Read Tetrarch (Well of Echoes) Online

Authors: Ian Irvine

Tags: #General, #Fiction, #Fantasy, #Science Fiction & Fantasy, #Fantasy fiction - lcsh

Tetrarch (Well of Echoes) (91 page)

He smirked, the effect rather spoiled by the blood at the corner of his mouth. ‘Can we get on? I feel I’m being filleted like a fish.’

Ullii put her hands over her eyes. Her arms shook. Her jaw clenched. Irisis felt as if she was picking at a ball made of black string, but it was wound so tightly she could not unravel it. She plucked and plucked, at one place and another, fruitlessly.
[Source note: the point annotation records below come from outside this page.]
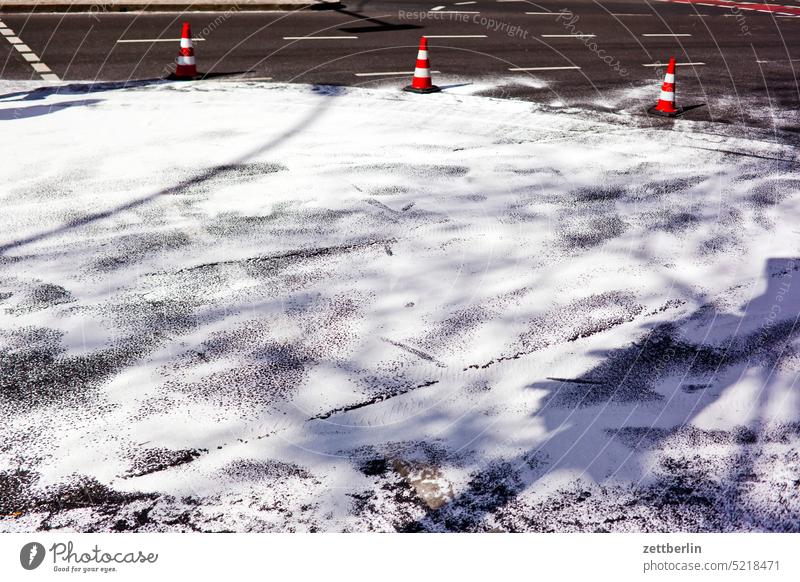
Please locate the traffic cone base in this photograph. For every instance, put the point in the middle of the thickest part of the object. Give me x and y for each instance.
(431, 89)
(654, 110)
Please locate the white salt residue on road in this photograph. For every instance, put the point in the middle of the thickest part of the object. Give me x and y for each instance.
(272, 307)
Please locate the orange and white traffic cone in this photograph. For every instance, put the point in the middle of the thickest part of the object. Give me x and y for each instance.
(186, 68)
(666, 100)
(421, 83)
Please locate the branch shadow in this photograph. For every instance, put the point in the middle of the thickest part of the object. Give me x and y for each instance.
(183, 185)
(39, 110)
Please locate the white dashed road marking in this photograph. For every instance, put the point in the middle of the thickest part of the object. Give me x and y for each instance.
(319, 37)
(25, 51)
(677, 64)
(390, 73)
(156, 40)
(544, 69)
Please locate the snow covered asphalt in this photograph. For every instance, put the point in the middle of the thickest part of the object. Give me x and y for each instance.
(238, 306)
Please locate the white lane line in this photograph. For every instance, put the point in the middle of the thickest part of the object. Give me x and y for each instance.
(455, 36)
(148, 40)
(544, 69)
(318, 37)
(26, 53)
(390, 73)
(677, 64)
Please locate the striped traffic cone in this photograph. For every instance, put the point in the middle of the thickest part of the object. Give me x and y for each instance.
(421, 83)
(666, 101)
(186, 68)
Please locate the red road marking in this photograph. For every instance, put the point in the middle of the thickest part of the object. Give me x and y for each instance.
(744, 5)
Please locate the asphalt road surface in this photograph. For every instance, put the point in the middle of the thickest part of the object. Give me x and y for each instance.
(742, 59)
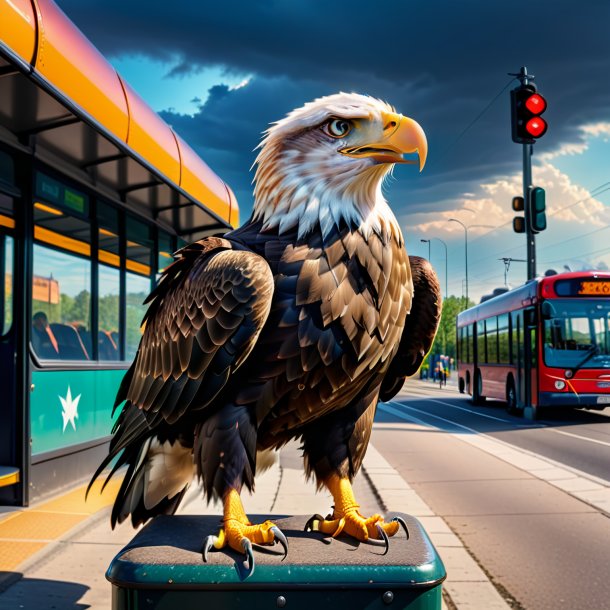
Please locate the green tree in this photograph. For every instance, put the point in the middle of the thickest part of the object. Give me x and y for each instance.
(444, 342)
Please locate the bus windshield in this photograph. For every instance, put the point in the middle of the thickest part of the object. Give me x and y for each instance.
(577, 333)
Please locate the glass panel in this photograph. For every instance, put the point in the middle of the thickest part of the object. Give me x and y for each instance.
(6, 284)
(139, 247)
(165, 255)
(108, 339)
(481, 355)
(61, 304)
(492, 340)
(576, 335)
(7, 168)
(57, 193)
(109, 283)
(138, 288)
(7, 248)
(108, 235)
(138, 283)
(503, 339)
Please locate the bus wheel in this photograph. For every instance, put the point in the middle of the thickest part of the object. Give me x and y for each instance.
(511, 397)
(477, 396)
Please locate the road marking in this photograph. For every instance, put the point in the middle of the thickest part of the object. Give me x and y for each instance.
(584, 438)
(442, 402)
(449, 421)
(585, 487)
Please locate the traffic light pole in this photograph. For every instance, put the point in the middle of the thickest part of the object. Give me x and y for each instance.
(525, 78)
(529, 234)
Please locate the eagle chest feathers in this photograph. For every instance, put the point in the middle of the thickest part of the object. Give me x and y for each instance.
(338, 312)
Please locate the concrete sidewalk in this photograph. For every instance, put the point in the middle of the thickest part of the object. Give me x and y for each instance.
(69, 572)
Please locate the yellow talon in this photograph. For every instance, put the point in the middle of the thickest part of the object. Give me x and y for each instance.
(347, 518)
(238, 533)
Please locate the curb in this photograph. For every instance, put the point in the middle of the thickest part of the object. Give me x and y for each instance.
(466, 585)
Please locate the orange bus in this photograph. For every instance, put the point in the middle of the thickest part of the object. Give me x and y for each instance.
(544, 344)
(96, 193)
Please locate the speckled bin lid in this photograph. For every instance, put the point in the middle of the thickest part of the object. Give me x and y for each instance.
(167, 554)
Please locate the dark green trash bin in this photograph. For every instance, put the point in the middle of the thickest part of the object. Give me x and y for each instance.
(162, 569)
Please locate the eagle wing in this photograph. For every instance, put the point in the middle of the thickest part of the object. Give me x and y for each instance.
(420, 328)
(204, 319)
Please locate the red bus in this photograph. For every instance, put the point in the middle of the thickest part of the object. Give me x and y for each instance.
(546, 343)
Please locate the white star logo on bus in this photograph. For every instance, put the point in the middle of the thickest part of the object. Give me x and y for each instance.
(70, 409)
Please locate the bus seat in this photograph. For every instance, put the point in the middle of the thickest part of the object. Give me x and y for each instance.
(44, 342)
(85, 337)
(107, 348)
(70, 345)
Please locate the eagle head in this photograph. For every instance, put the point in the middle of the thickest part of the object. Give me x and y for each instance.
(324, 165)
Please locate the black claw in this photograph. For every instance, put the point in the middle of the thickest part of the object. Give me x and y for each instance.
(384, 537)
(402, 522)
(208, 543)
(309, 526)
(281, 539)
(249, 562)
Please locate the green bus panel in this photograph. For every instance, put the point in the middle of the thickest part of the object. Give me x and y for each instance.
(162, 569)
(71, 407)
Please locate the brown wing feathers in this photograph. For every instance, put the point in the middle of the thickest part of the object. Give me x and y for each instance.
(203, 320)
(420, 328)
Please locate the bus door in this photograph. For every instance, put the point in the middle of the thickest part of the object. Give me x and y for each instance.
(531, 354)
(518, 356)
(526, 357)
(10, 474)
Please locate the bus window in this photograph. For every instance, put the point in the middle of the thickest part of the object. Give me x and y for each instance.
(61, 290)
(7, 246)
(491, 328)
(165, 255)
(481, 348)
(503, 339)
(137, 281)
(109, 283)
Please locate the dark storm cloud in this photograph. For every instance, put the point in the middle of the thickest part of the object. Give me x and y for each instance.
(440, 63)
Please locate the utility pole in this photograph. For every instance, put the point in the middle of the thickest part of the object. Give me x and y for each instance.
(527, 126)
(507, 261)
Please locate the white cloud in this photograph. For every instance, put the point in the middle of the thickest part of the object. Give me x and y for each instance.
(596, 130)
(566, 203)
(587, 132)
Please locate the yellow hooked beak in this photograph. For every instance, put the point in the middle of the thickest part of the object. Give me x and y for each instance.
(401, 136)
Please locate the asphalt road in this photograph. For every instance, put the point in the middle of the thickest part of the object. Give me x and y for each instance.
(542, 547)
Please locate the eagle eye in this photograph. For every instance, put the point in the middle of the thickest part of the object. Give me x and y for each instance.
(338, 128)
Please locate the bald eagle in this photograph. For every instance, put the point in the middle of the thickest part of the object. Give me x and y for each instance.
(293, 326)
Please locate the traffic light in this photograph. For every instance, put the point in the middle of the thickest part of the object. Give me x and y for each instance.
(537, 207)
(526, 107)
(518, 221)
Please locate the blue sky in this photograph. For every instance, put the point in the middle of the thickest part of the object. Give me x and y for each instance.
(219, 73)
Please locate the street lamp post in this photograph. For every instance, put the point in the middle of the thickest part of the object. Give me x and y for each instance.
(465, 249)
(466, 244)
(446, 259)
(427, 241)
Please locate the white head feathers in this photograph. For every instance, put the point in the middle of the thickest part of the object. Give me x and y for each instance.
(302, 179)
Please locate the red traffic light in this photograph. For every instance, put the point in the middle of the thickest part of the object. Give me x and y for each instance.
(526, 107)
(536, 127)
(536, 104)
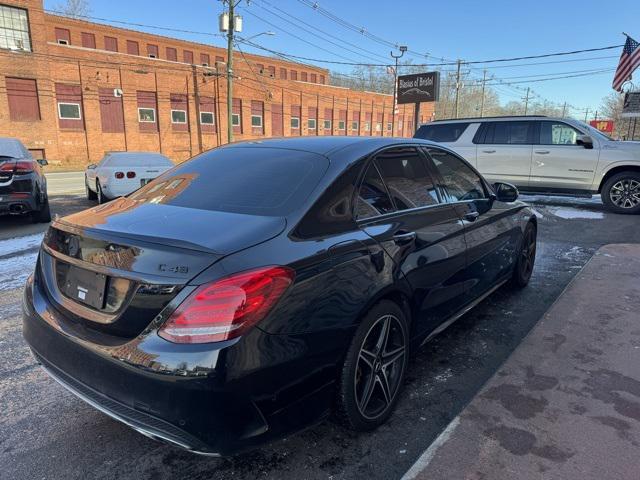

Then a pair of hands began to work next to hers. Small and slender they were, and they seemed to know what they were doing. In her mind’s eye, Irisis followed the movements in and out, back and forth. They eased one thread out of the tangle, leaving it sticking up in the air.

The fingers withdrew. Irisis took hold of the thread and tugged. It unwound, the ball spinning off the other way, growing smaller and smaller until it disappeared, leaving just a pile of shining silver thread. She began to gather it up, for at the end of it must be the key. Or maybe
it
was the key. She began to weave the silver into a bracelet, an exquisite piece of jewellery.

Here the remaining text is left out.